Photo Credit: DepositPhotos.com

The move is said to be following a trend by the Russian government to restrict expressions of sexual orientations and gender identities that may seem "out of the norm", according to President Vladimir Putin. During a speech he made in 2022 in addressing the West he stated that they were welcome to adopt "rather strange, in my view, new-fangled trends like dozens of genders, and gay parades".


Similarly, in the summer of last year, the Russian court outlawed legal or medical changes of gender, thus alienating persons who identify as transgender and there has been a law banning the promotion of "nontraditional" sexual relations in place for over a decade.

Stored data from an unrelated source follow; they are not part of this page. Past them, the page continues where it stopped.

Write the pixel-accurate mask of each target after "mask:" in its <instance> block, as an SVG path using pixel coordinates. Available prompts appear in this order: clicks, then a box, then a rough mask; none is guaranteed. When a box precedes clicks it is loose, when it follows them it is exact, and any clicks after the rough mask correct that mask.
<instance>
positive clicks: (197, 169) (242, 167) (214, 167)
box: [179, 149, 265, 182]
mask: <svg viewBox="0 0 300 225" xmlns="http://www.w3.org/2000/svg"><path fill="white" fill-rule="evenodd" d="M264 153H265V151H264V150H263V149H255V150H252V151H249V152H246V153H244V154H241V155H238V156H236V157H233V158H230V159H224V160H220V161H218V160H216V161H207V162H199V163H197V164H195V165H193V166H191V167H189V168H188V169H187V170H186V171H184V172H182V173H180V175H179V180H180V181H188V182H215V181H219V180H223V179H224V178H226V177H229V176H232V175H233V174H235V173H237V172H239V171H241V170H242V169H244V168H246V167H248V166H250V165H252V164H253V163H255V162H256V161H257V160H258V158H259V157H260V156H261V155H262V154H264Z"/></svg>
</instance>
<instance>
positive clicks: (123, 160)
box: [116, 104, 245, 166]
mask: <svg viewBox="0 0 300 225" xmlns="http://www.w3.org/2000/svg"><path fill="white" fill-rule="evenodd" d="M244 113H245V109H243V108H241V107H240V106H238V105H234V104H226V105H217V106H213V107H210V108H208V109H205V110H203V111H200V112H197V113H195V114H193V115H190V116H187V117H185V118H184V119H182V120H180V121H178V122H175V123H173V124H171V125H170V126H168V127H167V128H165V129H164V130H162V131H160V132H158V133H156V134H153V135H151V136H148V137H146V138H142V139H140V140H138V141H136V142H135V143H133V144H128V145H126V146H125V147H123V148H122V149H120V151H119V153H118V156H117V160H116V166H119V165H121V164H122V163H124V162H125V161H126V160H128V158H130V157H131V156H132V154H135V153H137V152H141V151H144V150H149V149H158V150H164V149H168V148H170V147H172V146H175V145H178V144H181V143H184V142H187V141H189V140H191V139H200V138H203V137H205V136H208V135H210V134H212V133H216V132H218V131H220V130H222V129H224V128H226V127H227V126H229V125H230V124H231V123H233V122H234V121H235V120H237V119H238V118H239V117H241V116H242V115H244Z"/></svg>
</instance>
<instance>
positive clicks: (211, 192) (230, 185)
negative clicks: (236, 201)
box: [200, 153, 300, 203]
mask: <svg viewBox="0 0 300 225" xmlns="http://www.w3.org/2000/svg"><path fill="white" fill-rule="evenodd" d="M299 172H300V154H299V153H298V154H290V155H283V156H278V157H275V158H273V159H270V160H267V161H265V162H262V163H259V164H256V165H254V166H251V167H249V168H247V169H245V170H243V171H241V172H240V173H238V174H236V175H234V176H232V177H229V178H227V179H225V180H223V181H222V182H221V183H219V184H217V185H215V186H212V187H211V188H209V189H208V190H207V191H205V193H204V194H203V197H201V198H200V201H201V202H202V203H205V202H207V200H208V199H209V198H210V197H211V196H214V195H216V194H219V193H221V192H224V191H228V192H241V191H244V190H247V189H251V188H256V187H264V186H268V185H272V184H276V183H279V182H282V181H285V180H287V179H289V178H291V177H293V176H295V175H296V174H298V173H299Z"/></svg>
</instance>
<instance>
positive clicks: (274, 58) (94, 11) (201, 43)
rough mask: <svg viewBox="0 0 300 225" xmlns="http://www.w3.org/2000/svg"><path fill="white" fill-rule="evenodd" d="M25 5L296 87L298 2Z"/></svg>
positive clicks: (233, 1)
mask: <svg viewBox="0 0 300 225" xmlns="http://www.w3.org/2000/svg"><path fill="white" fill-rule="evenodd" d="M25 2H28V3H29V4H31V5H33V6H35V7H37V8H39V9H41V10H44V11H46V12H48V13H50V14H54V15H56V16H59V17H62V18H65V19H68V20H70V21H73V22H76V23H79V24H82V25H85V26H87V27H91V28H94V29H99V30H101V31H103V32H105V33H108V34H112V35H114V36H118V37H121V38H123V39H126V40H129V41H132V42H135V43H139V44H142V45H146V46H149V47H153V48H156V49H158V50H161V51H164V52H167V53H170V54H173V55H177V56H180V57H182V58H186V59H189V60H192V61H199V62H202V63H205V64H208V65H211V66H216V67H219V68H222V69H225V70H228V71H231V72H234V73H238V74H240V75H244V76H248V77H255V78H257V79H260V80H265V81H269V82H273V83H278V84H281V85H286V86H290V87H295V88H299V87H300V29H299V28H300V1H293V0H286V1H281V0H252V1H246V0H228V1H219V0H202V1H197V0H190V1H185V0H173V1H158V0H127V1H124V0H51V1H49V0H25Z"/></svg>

Last month, Russia administered its first convictions in accordance with the law that was passed. In the southern region of Volgograd a man was found guilty of "displaying the symbols of an extremist organization" after posting a picture of a Pride flag online. The man who was found guilty, Artyom P., was court ordered to pay a fine of 1,000 rubles as a part of his punishment.


Photo Credit: DepositPhotos.com


Additionally, a woman who was wearing earrings with a rainbow image on them was sentenced to five days administrative detention. She was reportedly approached in a cafe when a man demanded that she remove the earrings. The man filmed the encounter and posted it online and the woman was called to the police station shortly after.


While there has been research to support a worldwide trend towards an increase in public support for same-sex marriages throughout the past decade, with more progress there comes more resistance.


“We continue to see that with every social justice movement the more advances you make, the stronger the resistance gets,” says Tuisina Ymania Brown, co-secretary general of the International Lesbian, Gay, Bisexual, Trans and Intersex Association (ILGA).